To remind you, here’s what we did at Sunset on Saturday night for Mount Rushmore. We found a perfect vista lookout point off the road coming from Custer State Park, which put us about the same elevation as Mount Rushmore. We recommend this approach because it makes a spectacular first-time epiphany viewing moment.
Here’s another one, where Mount Rushmore is framed perfectly by trees.

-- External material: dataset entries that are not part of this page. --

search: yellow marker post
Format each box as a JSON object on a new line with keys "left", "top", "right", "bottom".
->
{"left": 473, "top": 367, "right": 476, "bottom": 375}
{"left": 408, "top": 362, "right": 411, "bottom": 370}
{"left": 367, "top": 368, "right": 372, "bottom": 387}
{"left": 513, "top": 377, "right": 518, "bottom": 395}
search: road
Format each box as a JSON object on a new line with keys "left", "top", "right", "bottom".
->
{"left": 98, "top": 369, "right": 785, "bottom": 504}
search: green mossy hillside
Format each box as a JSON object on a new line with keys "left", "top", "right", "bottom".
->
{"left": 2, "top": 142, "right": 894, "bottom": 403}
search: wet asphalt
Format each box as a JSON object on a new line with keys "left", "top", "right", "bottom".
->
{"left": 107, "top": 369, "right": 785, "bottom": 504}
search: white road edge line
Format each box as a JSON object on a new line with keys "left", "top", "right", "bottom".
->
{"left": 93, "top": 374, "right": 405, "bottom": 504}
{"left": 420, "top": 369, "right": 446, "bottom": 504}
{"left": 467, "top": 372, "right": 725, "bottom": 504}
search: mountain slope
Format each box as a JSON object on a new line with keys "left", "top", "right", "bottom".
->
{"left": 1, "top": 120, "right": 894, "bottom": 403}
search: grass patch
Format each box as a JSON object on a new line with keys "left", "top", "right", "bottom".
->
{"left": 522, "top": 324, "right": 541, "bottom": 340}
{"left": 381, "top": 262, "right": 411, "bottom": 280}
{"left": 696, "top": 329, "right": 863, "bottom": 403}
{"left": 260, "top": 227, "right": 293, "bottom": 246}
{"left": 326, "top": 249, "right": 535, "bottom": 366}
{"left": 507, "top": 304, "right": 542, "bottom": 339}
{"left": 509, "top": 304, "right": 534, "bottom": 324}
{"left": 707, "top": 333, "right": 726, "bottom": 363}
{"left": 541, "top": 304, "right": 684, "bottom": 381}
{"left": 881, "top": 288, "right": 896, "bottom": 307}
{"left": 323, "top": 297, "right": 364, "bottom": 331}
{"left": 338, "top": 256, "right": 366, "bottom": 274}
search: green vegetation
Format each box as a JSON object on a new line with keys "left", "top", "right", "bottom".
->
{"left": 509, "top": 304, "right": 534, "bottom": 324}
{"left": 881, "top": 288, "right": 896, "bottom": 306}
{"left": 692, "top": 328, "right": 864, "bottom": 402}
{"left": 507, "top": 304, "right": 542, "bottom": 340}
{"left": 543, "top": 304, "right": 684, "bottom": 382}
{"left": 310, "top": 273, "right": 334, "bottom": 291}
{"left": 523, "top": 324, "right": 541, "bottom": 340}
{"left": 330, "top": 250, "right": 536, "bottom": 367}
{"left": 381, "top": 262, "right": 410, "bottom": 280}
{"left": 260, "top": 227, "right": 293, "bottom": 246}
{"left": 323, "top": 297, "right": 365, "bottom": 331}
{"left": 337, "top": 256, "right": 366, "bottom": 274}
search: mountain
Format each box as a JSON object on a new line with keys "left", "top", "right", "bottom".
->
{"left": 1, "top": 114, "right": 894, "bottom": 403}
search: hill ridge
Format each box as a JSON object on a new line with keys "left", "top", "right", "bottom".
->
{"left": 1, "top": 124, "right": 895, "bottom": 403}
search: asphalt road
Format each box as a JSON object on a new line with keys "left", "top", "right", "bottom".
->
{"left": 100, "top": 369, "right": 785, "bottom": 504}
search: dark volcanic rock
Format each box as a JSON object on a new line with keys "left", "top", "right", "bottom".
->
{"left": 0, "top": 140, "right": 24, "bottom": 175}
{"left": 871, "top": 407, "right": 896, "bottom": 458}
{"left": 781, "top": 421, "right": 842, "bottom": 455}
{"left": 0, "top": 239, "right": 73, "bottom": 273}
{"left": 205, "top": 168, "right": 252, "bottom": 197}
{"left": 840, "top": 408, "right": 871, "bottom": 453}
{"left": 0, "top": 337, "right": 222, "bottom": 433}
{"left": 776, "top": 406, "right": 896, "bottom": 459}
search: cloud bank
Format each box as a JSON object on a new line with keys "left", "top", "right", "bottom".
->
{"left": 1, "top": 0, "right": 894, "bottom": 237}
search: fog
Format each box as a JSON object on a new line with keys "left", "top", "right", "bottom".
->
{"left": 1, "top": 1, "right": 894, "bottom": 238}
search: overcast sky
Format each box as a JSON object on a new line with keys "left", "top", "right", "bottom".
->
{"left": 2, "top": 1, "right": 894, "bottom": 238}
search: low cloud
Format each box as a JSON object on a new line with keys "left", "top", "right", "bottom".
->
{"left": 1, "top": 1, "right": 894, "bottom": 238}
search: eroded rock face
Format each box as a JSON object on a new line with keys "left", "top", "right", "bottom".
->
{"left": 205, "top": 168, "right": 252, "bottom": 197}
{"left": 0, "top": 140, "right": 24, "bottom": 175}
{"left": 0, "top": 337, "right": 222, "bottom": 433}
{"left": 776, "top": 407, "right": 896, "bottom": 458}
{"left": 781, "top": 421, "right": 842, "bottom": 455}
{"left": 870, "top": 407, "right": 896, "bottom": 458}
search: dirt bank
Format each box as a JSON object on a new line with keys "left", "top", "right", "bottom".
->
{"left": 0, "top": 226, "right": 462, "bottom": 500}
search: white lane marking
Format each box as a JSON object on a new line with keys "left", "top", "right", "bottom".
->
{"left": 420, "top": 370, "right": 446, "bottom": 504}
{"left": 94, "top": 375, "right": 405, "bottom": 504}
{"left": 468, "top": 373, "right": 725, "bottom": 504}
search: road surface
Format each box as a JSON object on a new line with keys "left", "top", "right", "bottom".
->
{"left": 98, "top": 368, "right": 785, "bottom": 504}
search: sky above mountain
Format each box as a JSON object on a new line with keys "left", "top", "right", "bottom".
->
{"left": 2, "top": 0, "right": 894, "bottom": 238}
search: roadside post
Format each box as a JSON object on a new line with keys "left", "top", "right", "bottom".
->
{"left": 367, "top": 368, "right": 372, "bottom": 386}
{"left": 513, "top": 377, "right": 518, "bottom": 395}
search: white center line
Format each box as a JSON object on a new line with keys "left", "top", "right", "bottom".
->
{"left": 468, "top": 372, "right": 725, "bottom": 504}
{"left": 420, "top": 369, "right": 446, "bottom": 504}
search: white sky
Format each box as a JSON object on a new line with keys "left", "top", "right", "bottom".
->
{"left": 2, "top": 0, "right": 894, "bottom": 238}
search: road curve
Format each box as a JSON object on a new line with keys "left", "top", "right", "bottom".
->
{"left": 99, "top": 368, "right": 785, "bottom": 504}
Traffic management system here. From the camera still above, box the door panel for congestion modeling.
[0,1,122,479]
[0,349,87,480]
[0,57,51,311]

We learned our lesson at Crazy Horse and decided not to pay the entrance fee to Mount Rushmore, but rather just stayed outside and grabbed some pics from viewing areas along the road. Perhaps this is part of the reason we like Mount Rushmore much more than Crazy Horse (because we weren’t suckered in to the tourist trap – which I’m sure exists all inside the Mount Rushmore area).
Then I was able to capture your over-top-top American cheese flag-waving in the background obligatory pic.
Poor Teddy – in this lighting I couldn’t get a good picture of him without the shadow.
I did some reading afterwards on the creation of Mount Rushmore and how these faces were carved into the granite mountainside of the Black Hills near keystone, South Dakota. The sculptor was Gutzon Borglum, a Danish-American, and the product of Mormon polygamy – having grown up in the Mormon community in Idaho. Borglum is an interesting character and is worth a read on Wikipedia. He had a penchant for sculpting on a larger than life scale, and even sculpted Abraham Lincoln’s head from a 6-ton marble block, that was ultimately exhibited at the Whilte House (and is now in the Capitol Crypt). Borglum believed that the “monuments we have built are not our own.”
Mount Rushmore was carved from 1927-1941 and had several failed attempts at the presidents’ faces, which were blown up and re-done. It was the brainchild of Doane Robinson but the idea of American President faces was from Borglum.
Just prior to Mount Rushmore, while driving through Keystone, we decided to do a little panning for gold.
We found a few flecks and improved over the course of the hour, but we didn’t find anything of value.